Faute de politique de gestion des déchets, la ville de N’Djamena sombre dans l’insalubrité. Mais, cette situation est loin d’être une priorité pour les autorités municipales des différentes communes de la ville. Chaque quartier ou ménage gère, selon son organisation, les déchets produits. Dans la commune du 6e arrondissement, un centre de transfert des ordures est en cours de finalisation.
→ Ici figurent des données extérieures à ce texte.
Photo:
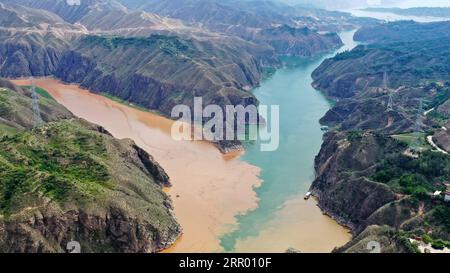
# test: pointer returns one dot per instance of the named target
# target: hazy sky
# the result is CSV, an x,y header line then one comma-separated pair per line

Selon le maire adjoint de la commune du 6ème, la gestion des ordures est à plusieurs niveaux. Il s’agit d’abord de la commission spécialisée en charge de l’hygiène et assainissement qui donne des orientations politiques. Cette commission est composée des conseillers municipaux qui mènent des réflexions sur des sujets liées à la salubrité et à l’assainissement de la commune. Au second niveau, il y a la commission hygiène et assainissement qui met en pratique les propositions faites par les commissions ensuite s’occupe de la sensibilisation de la population sur les aspects liés à l’hygiène et l’assainissement et font des inspections dans les zones insalubres. Au troisième niveau, se trouve le service de la propreté qui s’occupe de la collecte des ordures et le nettoyage des rues.

« En ce qui concerne des ordures qui existent toujours dans notre circonscription, il faut savoir que notre commune est petite, donc il n’y a pas d’espace pour les dépotoirs qui servent les ordures de transit. Donc c’est un enlèvement direct. Quand les bennes tasseuses sortent, c’est pour enlever les ordures qui sont stockés dans le bac à ordures devant les ménages », exlique le maire adjoint.

Le maire Abakar Khamis rapporte que l’expérience des bacs à ordures publics a été menée avec la mairie centrale. « Malheureusement cela n’a pas duré, et mal géré. L’endroit qu’on dépose était devenu des dépotoirs sauvages. La population au lieu de mettre les ordures dans le bac à ordures, dépose juste à côté. Alors, chaque fois, il faut mobiliser les gens pour ramasser et remplir le bac à ordures avant d’aller le déposer. Et les bennes ne peuvent pas attendre pendant tout ce temps », regrette-t-il.

Pour remédier aux problèmes des ordures, la commune du 6ème arrondissement a construit un centre de transfert. « Le centre est construit en face du stade du Paris-Congo avec l’appui de l’AFD et la mairie centrale. Il reste l’équipement. Au début du premier trimestre de cette année 2023, le centre sera fonctionnel. Il y aura d’enlèvement régulier. Tous ceux qui collectent les ordures dans le 6ème arrondissement à savoir le comité d’assainissement, les associations, les entreprises privées et même les particuliers peuvent déposer les ordures dans ce centre. Puis les machines sont là pour transférer au dépotoir final », informe Abakar Khamis.

« C’est un centre moderne qui peut faire le tri, c’est-à-dire il y a des hangars de tri qui permettent d’enlever les objets qui peuvent être recyclés comme les fers, les aluminiums. Les ordures, on les dépose hors de la ville » explique-t-il.

La commune du 6ème arrondissement compte 430 hectares répartis dans deux quartiers Paris-Congo et Moursal qui, à leur tour, sont divisés en 27 carrés. Il est considéré comme le plus petit arrondissement de N’Djamena.